Maria não gostou da ideia, sugerida por Alice, de casar sua filha com Alfredo, duque de Edimburgo, irmão de Alice, mas essa união acabou acontencendo no final. Quando Alice morreu em 1878, Maria freqüentemente passou a convidar os órfãos da princesa inglesa para visitas em Heiligenberg.
Foi durante essas visitas que o filho de Maria, o grão-duque Sérgio Alexandrovich, conheceu sua futura esposa, Isabel Feodorovna (filha de Alice). A irmã menor de Isabel, Alexandra, acabou por sua vez desposando o neto mais velho de Maria, Nicolau II.
[editar] Rumores sobre assombrações
Existem pelo menos dois relatos publicados sobre possíveis fenómenos paranormais relacionados com a Imperatriz Maria Alexandrovna, ambos descritos pela ama das filhas de Nicolau II, Margaret Eagar. No primeiro ela fala sobre a sua primeira estadia no Palácio de Inverno depois de chegar à Rússia, quando ficou a dormir no quarto da filha mais velha do czar, Olga Nikolaevna. Durante a noite, Margaret disse ter ouvidos uma mulher chorar compulsivamente mesmo ao pé de si enquanto se lamentava em francês.

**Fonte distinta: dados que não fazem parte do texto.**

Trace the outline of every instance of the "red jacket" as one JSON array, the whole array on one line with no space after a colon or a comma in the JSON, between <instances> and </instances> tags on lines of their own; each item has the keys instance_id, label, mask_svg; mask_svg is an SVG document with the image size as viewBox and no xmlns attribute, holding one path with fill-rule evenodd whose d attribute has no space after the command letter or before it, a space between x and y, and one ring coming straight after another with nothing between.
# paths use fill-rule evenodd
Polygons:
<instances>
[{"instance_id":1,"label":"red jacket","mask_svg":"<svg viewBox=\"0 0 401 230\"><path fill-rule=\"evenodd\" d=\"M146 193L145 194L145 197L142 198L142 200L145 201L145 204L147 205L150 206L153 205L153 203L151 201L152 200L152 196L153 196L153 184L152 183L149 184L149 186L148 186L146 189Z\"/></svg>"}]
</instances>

Embora assustada, Eagar não fez caso do sucedido, pensando que o choro vinha de outro quarto. No entanto, ao fim de três noites sempre a ouvir o mesmo som, a ama decidiu contar o que estava a acontecer à imperatriz Alexandra Feodorovna. Esta olhou-a espantada. "É extraordinário!" Terá dito ela. "O quarto onde a senhora está pertencia à imperatriz Maria Alexandrovna. Há pouco tempo mudei toda a mobília, mas decidi deixar ficar a cama onde a senhora dorme. Se não me engano foi nessa cama que ela morreu." Eagar conta depois que os criados mais antigos do palácio lhe falaram sobre o facto de a imperatriz sofrer imensamente com as infidelidades do marido e, sempre que descobria alguma, tinha o costume de se fechar no seu quarto e chorar na sua cama, lamentando-se sempre em francês para que não a percebessem.
O segundo relato terá ocorrido alguns meses depois, quando Olga tinha já cerca de três anos de idade e a família estava novamente a passar alguns dias no Palácio de Inverno. A pequena Grã-duquesa insistia em contar à sua ama que falava todos os dias com uma senhora vestida de azul, algo ao qual ela deu pouca importância, atribuindo estes relatos a amigos imaginários próprios da época. No entanto, um dia, enquanto as duas passeavam pelos longos corredores do palácio, Olga deteve-se junto de um quadro da sua bisavó, Maria Alexandrovna e disse prontamente: "É esta! É esta a senhora que fala comigo!"